Do’s and Don’ts of using Live View
Do shoot still life
Use Live View to shoot still life photography setups. As you’re not against the clock, you have the time to mount your camera to a tripod and use the feature to carefully compose your shot. If shooting by hand, however, it’s usually best to use the optical viewfinder.
Do capture movies
Use Live View to shoot movies – well, you have no other option as the camera automatically engages the feature, displaying the image on the screen and blocking the viewfinder from use. It can be tricky in bright light to see the screen, so head into the camera’s main setup menu to adjust the LCD screen’s brightness.
Do use the grid
Live View is brilliant for composing precisely. You get a full 100% view of what you’re about to capture, plus there are optional overlay grids that can help you adhere to the rule of thirds for better compositions. Head to the main menu and, under the red camera settings, look for ‘Grid Display’ and select ‘Grid 1’ from the options.
Do check the exposure
Do use the Live View feature to help you check your exposure. Unlike the viewfinder, Live View will adjust the brightness and darkness of the scene to reflect the exposure settings. You can even view the histogram before the picture is actually taken.

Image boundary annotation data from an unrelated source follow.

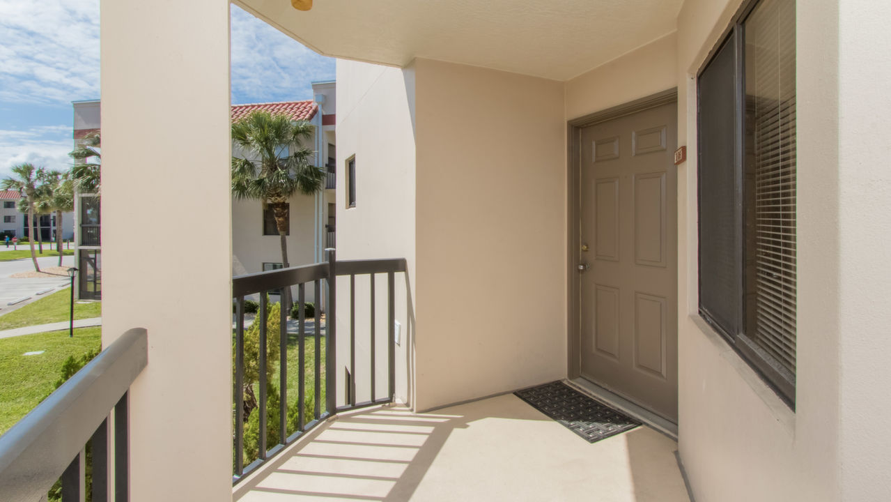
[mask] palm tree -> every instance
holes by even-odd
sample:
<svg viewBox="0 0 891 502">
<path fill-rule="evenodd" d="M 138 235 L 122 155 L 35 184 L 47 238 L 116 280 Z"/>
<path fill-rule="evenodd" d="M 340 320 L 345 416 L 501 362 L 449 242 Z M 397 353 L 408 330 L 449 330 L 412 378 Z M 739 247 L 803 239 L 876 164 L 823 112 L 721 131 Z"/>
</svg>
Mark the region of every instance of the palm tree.
<svg viewBox="0 0 891 502">
<path fill-rule="evenodd" d="M 313 126 L 287 115 L 257 111 L 233 123 L 232 139 L 245 158 L 232 158 L 232 193 L 237 199 L 258 200 L 270 208 L 282 244 L 282 266 L 288 262 L 288 200 L 295 193 L 315 193 L 324 186 L 325 173 L 310 164 L 313 152 L 300 144 L 312 138 Z M 253 159 L 253 160 L 250 160 Z M 290 307 L 284 289 L 282 307 Z"/>
<path fill-rule="evenodd" d="M 40 272 L 37 265 L 37 255 L 34 252 L 34 202 L 37 198 L 37 179 L 44 171 L 43 168 L 35 168 L 34 164 L 18 164 L 10 169 L 14 177 L 7 177 L 0 182 L 4 190 L 16 190 L 27 201 L 28 204 L 28 243 L 31 248 L 31 260 L 34 269 Z"/>
<path fill-rule="evenodd" d="M 45 170 L 37 176 L 40 186 L 37 187 L 37 202 L 35 210 L 42 214 L 55 213 L 56 218 L 56 251 L 59 251 L 59 267 L 61 267 L 61 214 L 74 210 L 74 182 L 70 172 Z"/>
<path fill-rule="evenodd" d="M 71 177 L 80 193 L 99 193 L 102 188 L 101 147 L 100 133 L 90 133 L 84 136 L 81 144 L 69 153 L 69 156 L 75 160 Z"/>
</svg>

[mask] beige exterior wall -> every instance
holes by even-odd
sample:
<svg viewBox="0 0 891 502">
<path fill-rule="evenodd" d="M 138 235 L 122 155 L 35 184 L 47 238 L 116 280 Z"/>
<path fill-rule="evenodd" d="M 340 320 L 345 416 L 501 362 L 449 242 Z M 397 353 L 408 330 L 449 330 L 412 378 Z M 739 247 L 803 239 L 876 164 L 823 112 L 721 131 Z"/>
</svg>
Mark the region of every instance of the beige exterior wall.
<svg viewBox="0 0 891 502">
<path fill-rule="evenodd" d="M 396 275 L 396 320 L 402 325 L 396 351 L 396 398 L 413 402 L 415 284 L 414 70 L 337 62 L 337 253 L 339 259 L 405 258 Z M 340 79 L 344 84 L 340 83 Z M 356 205 L 346 206 L 347 160 L 356 156 Z M 349 361 L 349 279 L 338 280 L 338 396 Z M 356 359 L 359 401 L 369 396 L 368 276 L 356 277 Z M 377 398 L 387 394 L 387 276 L 375 278 Z"/>
<path fill-rule="evenodd" d="M 563 84 L 429 60 L 415 71 L 415 407 L 561 378 Z"/>
<path fill-rule="evenodd" d="M 566 83 L 571 120 L 677 86 L 676 33 L 671 33 Z"/>
<path fill-rule="evenodd" d="M 131 500 L 229 500 L 229 2 L 101 7 L 102 342 L 149 335 L 130 391 Z M 163 161 L 135 154 L 147 145 Z M 200 251 L 146 240 L 184 218 Z"/>
<path fill-rule="evenodd" d="M 822 10 L 832 15 L 836 12 L 833 6 Z M 813 44 L 807 48 L 812 58 L 804 75 L 799 62 L 798 81 L 819 78 L 820 83 L 815 89 L 818 92 L 806 96 L 807 103 L 819 108 L 812 111 L 814 123 L 807 130 L 813 141 L 798 147 L 799 152 L 813 147 L 805 160 L 818 169 L 809 181 L 815 185 L 806 200 L 813 211 L 809 230 L 815 237 L 823 238 L 824 232 L 830 238 L 836 237 L 826 243 L 829 249 L 821 251 L 818 256 L 822 259 L 812 263 L 814 272 L 818 267 L 826 269 L 817 276 L 825 278 L 822 284 L 813 284 L 814 288 L 809 290 L 813 307 L 808 314 L 834 307 L 832 295 L 820 294 L 816 287 L 825 291 L 824 284 L 838 284 L 837 310 L 831 309 L 831 313 L 809 320 L 806 333 L 819 339 L 821 346 L 831 349 L 832 362 L 838 361 L 841 368 L 838 372 L 841 498 L 887 500 L 891 493 L 891 395 L 887 392 L 891 383 L 891 338 L 887 336 L 891 307 L 887 300 L 891 278 L 891 140 L 879 131 L 891 127 L 887 96 L 891 59 L 879 47 L 891 45 L 887 30 L 891 4 L 839 0 L 838 12 L 837 40 L 831 34 L 834 20 L 827 22 L 829 15 L 824 15 L 814 20 L 809 37 L 798 42 L 799 50 L 805 50 L 805 44 Z M 829 37 L 827 30 L 830 31 Z M 838 65 L 827 69 L 833 66 L 826 61 L 827 56 L 834 61 L 834 44 L 838 44 Z M 838 92 L 837 101 L 831 95 L 835 89 Z M 829 99 L 824 102 L 824 97 Z M 838 123 L 837 140 L 832 136 L 831 120 L 827 119 Z M 829 126 L 826 129 L 821 128 L 824 124 Z M 834 153 L 838 155 L 838 173 L 831 169 Z M 810 163 L 804 161 L 799 165 L 810 168 Z M 827 202 L 835 203 L 822 208 Z M 824 230 L 824 225 L 828 229 Z M 838 342 L 827 337 L 826 326 L 818 324 L 822 318 L 834 320 L 835 316 L 838 333 L 841 333 Z"/>
</svg>

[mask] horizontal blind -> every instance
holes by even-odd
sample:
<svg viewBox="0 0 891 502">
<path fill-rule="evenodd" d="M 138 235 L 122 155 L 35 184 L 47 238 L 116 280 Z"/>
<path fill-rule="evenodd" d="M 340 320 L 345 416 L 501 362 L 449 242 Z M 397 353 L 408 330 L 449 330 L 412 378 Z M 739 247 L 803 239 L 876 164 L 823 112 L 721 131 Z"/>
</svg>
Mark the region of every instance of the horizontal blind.
<svg viewBox="0 0 891 502">
<path fill-rule="evenodd" d="M 744 23 L 746 333 L 796 371 L 795 0 L 762 0 Z"/>
</svg>

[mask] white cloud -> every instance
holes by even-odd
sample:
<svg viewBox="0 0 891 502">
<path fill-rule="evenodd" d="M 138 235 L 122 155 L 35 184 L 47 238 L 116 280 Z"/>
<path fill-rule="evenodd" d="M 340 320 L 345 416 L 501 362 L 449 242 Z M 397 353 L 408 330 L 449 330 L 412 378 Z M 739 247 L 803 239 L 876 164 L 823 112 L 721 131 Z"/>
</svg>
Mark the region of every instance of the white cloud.
<svg viewBox="0 0 891 502">
<path fill-rule="evenodd" d="M 67 169 L 73 163 L 68 156 L 73 148 L 70 126 L 0 130 L 0 179 L 10 176 L 11 167 L 24 162 L 38 168 Z"/>
<path fill-rule="evenodd" d="M 334 78 L 319 55 L 236 5 L 232 9 L 233 103 L 311 99 L 310 83 Z"/>
<path fill-rule="evenodd" d="M 0 0 L 0 100 L 99 95 L 99 1 Z"/>
</svg>

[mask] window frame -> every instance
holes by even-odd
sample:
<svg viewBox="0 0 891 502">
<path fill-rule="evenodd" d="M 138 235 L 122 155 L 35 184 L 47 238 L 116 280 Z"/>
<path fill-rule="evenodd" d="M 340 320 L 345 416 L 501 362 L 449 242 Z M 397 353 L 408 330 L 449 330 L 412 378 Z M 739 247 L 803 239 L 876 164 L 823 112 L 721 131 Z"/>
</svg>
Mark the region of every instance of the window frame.
<svg viewBox="0 0 891 502">
<path fill-rule="evenodd" d="M 290 202 L 285 202 L 285 205 L 288 206 L 288 231 L 285 232 L 285 235 L 289 235 L 290 236 Z M 268 236 L 275 236 L 275 237 L 280 236 L 280 235 L 278 233 L 278 226 L 275 225 L 275 215 L 274 215 L 274 213 L 273 213 L 272 207 L 270 207 L 270 206 L 267 205 L 266 209 L 263 209 L 263 206 L 261 205 L 260 209 L 263 210 L 263 213 L 262 213 L 263 219 L 261 220 L 261 223 L 263 225 L 263 229 L 262 229 L 262 231 L 263 231 L 263 236 L 264 237 L 266 237 L 267 235 Z M 269 233 L 266 232 L 266 219 L 267 219 L 266 214 L 267 213 L 269 215 L 268 218 L 273 222 L 273 226 L 275 226 L 275 233 L 274 234 L 269 234 Z"/>
<path fill-rule="evenodd" d="M 745 37 L 745 23 L 748 20 L 752 12 L 758 6 L 762 1 L 767 0 L 747 0 L 742 3 L 740 9 L 737 11 L 736 14 L 733 16 L 730 22 L 728 28 L 718 38 L 718 41 L 715 44 L 714 47 L 709 51 L 708 55 L 706 57 L 702 65 L 697 70 L 696 73 L 696 106 L 697 106 L 697 118 L 696 118 L 696 128 L 697 128 L 697 243 L 698 243 L 698 253 L 697 253 L 697 288 L 699 292 L 699 300 L 698 300 L 698 313 L 699 317 L 711 326 L 716 333 L 718 333 L 723 339 L 725 339 L 733 350 L 747 363 L 751 366 L 761 378 L 765 382 L 765 383 L 770 387 L 776 394 L 793 410 L 795 411 L 795 402 L 796 402 L 796 375 L 790 373 L 785 366 L 783 366 L 779 361 L 773 358 L 772 356 L 766 353 L 763 349 L 761 349 L 757 344 L 756 344 L 750 338 L 747 332 L 746 326 L 746 259 L 747 259 L 747 249 L 746 249 L 746 235 L 745 227 L 747 225 L 747 201 L 745 198 L 745 193 L 743 189 L 745 187 L 745 176 L 746 176 L 746 37 Z M 796 31 L 797 32 L 797 23 L 796 23 Z M 724 326 L 721 325 L 715 319 L 712 318 L 711 315 L 708 314 L 707 309 L 704 309 L 702 303 L 702 276 L 700 274 L 702 263 L 701 263 L 701 199 L 700 199 L 700 177 L 702 174 L 702 163 L 699 162 L 699 158 L 702 153 L 702 142 L 700 138 L 702 136 L 701 130 L 701 110 L 699 107 L 700 93 L 699 93 L 699 81 L 703 73 L 708 69 L 711 63 L 715 60 L 716 56 L 720 53 L 721 50 L 724 47 L 730 39 L 732 38 L 733 44 L 733 53 L 734 53 L 734 65 L 733 65 L 733 82 L 734 82 L 734 107 L 733 107 L 733 194 L 737 199 L 734 201 L 734 224 L 735 227 L 735 243 L 740 252 L 740 259 L 733 264 L 734 273 L 737 274 L 738 277 L 738 292 L 734 300 L 737 301 L 737 323 L 733 333 L 730 333 L 725 329 Z M 795 185 L 797 186 L 797 177 L 796 177 Z M 797 228 L 796 228 L 796 234 L 797 234 Z M 797 292 L 795 293 L 795 298 L 797 298 Z M 797 335 L 797 333 L 796 333 Z M 797 336 L 796 336 L 797 340 Z M 796 345 L 796 352 L 797 353 L 797 345 Z"/>
<path fill-rule="evenodd" d="M 347 188 L 347 209 L 356 207 L 356 154 L 350 155 L 347 159 L 346 163 L 346 176 L 344 176 L 344 180 L 346 180 L 345 187 Z"/>
</svg>

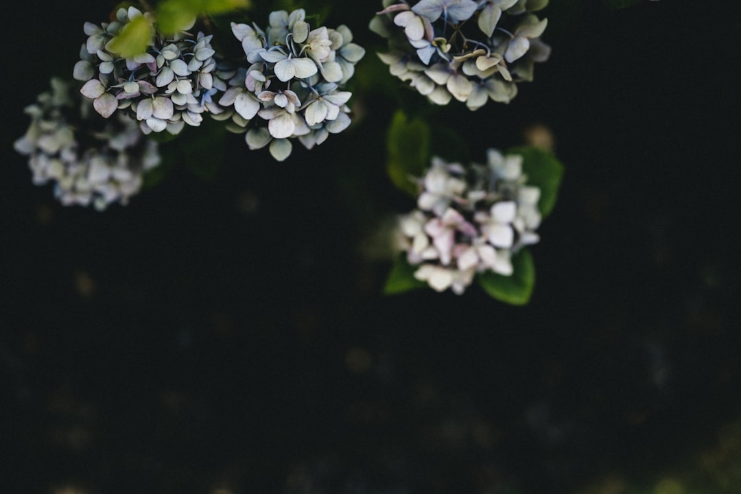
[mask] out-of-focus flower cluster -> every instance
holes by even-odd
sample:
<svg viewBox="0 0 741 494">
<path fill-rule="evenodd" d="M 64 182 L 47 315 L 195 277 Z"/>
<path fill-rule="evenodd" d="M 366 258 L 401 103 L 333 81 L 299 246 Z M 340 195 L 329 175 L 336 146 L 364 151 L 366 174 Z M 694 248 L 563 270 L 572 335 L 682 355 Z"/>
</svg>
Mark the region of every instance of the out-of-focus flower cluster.
<svg viewBox="0 0 741 494">
<path fill-rule="evenodd" d="M 433 158 L 417 209 L 399 219 L 397 247 L 436 291 L 461 294 L 483 271 L 511 275 L 513 254 L 539 239 L 540 189 L 527 184 L 522 156 L 487 158 L 467 167 Z"/>
<path fill-rule="evenodd" d="M 29 156 L 37 185 L 55 182 L 55 195 L 64 205 L 126 204 L 142 187 L 143 173 L 159 164 L 157 144 L 124 116 L 103 120 L 79 87 L 59 78 L 25 113 L 31 124 L 15 142 Z"/>
<path fill-rule="evenodd" d="M 508 103 L 516 83 L 532 81 L 551 49 L 547 19 L 532 13 L 548 0 L 384 0 L 370 29 L 388 39 L 379 53 L 393 76 L 436 104 L 453 99 L 477 110 Z"/>
<path fill-rule="evenodd" d="M 353 43 L 347 26 L 313 29 L 303 9 L 270 13 L 265 30 L 232 23 L 250 65 L 229 81 L 219 99 L 230 130 L 246 132 L 251 150 L 270 146 L 279 161 L 290 155 L 290 139 L 311 149 L 350 123 L 342 90 L 365 50 Z"/>
<path fill-rule="evenodd" d="M 147 51 L 124 58 L 111 50 L 112 42 L 130 22 L 144 16 L 150 24 L 152 44 Z M 96 111 L 108 118 L 117 110 L 127 110 L 140 121 L 144 133 L 179 133 L 185 124 L 197 127 L 202 113 L 219 113 L 215 102 L 226 90 L 222 73 L 214 58 L 211 36 L 182 32 L 172 36 L 159 33 L 149 13 L 135 7 L 120 8 L 116 20 L 84 24 L 88 36 L 80 50 L 81 60 L 74 78 L 85 81 L 81 90 L 93 101 Z"/>
</svg>

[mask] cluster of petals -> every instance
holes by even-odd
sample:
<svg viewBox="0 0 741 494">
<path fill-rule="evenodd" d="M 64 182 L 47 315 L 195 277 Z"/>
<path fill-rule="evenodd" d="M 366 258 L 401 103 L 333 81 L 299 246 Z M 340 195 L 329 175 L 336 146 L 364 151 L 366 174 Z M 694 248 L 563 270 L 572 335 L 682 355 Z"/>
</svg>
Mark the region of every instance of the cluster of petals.
<svg viewBox="0 0 741 494">
<path fill-rule="evenodd" d="M 433 158 L 417 208 L 399 218 L 399 248 L 436 291 L 459 295 L 485 271 L 511 276 L 513 254 L 539 239 L 540 190 L 526 184 L 522 156 L 487 155 L 467 167 Z"/>
<path fill-rule="evenodd" d="M 156 143 L 134 121 L 122 115 L 104 120 L 60 79 L 52 79 L 51 90 L 25 113 L 31 123 L 15 149 L 29 157 L 33 183 L 54 183 L 64 205 L 102 210 L 113 202 L 125 204 L 139 191 L 144 172 L 160 162 Z"/>
<path fill-rule="evenodd" d="M 225 111 L 213 116 L 278 161 L 290 155 L 293 138 L 311 149 L 350 125 L 344 86 L 365 54 L 347 26 L 312 29 L 298 9 L 271 13 L 265 30 L 232 23 L 249 65 L 228 81 L 219 99 Z"/>
<path fill-rule="evenodd" d="M 508 103 L 533 79 L 551 49 L 548 20 L 532 13 L 548 0 L 384 0 L 370 29 L 387 38 L 379 53 L 391 73 L 436 104 Z"/>
<path fill-rule="evenodd" d="M 144 133 L 167 130 L 179 133 L 187 124 L 197 127 L 205 112 L 219 113 L 217 93 L 226 90 L 222 78 L 233 73 L 221 70 L 211 47 L 211 36 L 182 32 L 159 33 L 152 24 L 152 44 L 145 53 L 122 58 L 110 50 L 111 42 L 129 23 L 149 13 L 120 8 L 116 20 L 84 24 L 88 36 L 80 50 L 73 76 L 84 81 L 81 93 L 93 101 L 105 118 L 125 110 L 139 121 Z"/>
</svg>

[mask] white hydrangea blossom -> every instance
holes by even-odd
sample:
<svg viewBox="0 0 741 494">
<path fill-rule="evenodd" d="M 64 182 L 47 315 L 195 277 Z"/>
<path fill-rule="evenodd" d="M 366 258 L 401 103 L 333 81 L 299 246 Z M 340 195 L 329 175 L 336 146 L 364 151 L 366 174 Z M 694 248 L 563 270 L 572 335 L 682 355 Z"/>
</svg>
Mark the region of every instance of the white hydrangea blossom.
<svg viewBox="0 0 741 494">
<path fill-rule="evenodd" d="M 139 191 L 144 172 L 159 164 L 156 143 L 128 117 L 104 121 L 93 102 L 62 79 L 52 79 L 51 87 L 26 107 L 31 123 L 14 144 L 29 157 L 33 183 L 55 183 L 64 205 L 92 204 L 102 210 L 113 202 L 127 204 Z"/>
<path fill-rule="evenodd" d="M 391 73 L 436 104 L 453 99 L 471 110 L 508 103 L 517 82 L 532 81 L 551 49 L 548 20 L 532 13 L 548 0 L 384 0 L 370 22 L 389 41 L 379 53 Z"/>
<path fill-rule="evenodd" d="M 110 51 L 116 36 L 142 16 L 149 19 L 150 14 L 130 7 L 119 9 L 112 22 L 84 24 L 88 38 L 73 76 L 84 82 L 81 93 L 93 101 L 96 111 L 108 118 L 125 110 L 147 134 L 165 130 L 177 134 L 186 124 L 200 125 L 204 113 L 223 112 L 214 98 L 226 90 L 225 79 L 233 70 L 217 65 L 211 35 L 165 36 L 153 24 L 146 53 L 124 59 Z"/>
<path fill-rule="evenodd" d="M 513 273 L 513 254 L 539 241 L 540 190 L 527 184 L 519 155 L 487 153 L 485 165 L 432 159 L 417 208 L 402 216 L 397 247 L 433 290 L 463 293 L 477 273 Z"/>
<path fill-rule="evenodd" d="M 290 155 L 293 138 L 311 149 L 350 125 L 352 94 L 343 87 L 365 54 L 347 26 L 312 28 L 305 19 L 298 9 L 271 13 L 265 30 L 232 23 L 250 65 L 228 81 L 219 100 L 227 111 L 214 117 L 246 132 L 250 150 L 269 145 L 278 161 Z"/>
</svg>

Do shoot from tricky angles
Live View is great for shooting from up high, down low, or facing the camera (where it would be impossible to see the image through the viewfinder), particularly if your DSLR has a vari-angle LCD or can display the Live View image on a tablet or smartphone via Wi-Fi.
Do focus manually
Although autofocus is very precise in Live View, you can ensure the important parts of the image are razor-sharp if you focus manually. Switch your lens to the manual focus (MF) setting, move the focus box to an important element, press the zoom button for a 5x and 10x view, and adjust the focus ring until the image becomes sharp.
Do engage in low light
It can be tricky to see anything through the viewfinder when the light drops, and so switching to Live View is a handy way of seeing in the dark, as the picture is boosted to give an approximation of how the image will turn out when the exposure is taken into account.
Don’t shoot portraits
For portraits, you’ll find you have much more control over your camera if you hold it up to your eye and use the optical viewfinder, this enables you to react to your subject. It’s much harder to keep the camera steady when holding it right out in front of you.
Don’t drain the battery
Avoid using Live View when your battery is low as the feature will drain the life of your camera’s battery much quicker that when using the viewfinder. If you plan on using Live View extensively on a shoot, then bring along a spare battery or two.
Don’t shoot action
Live View is best avoided when photographing movement. Autofocus in Live View is considerably slower compared to shooting through the viewfinder. Therefore we’d recommend sticking to the viewfinder for high-speed shooting.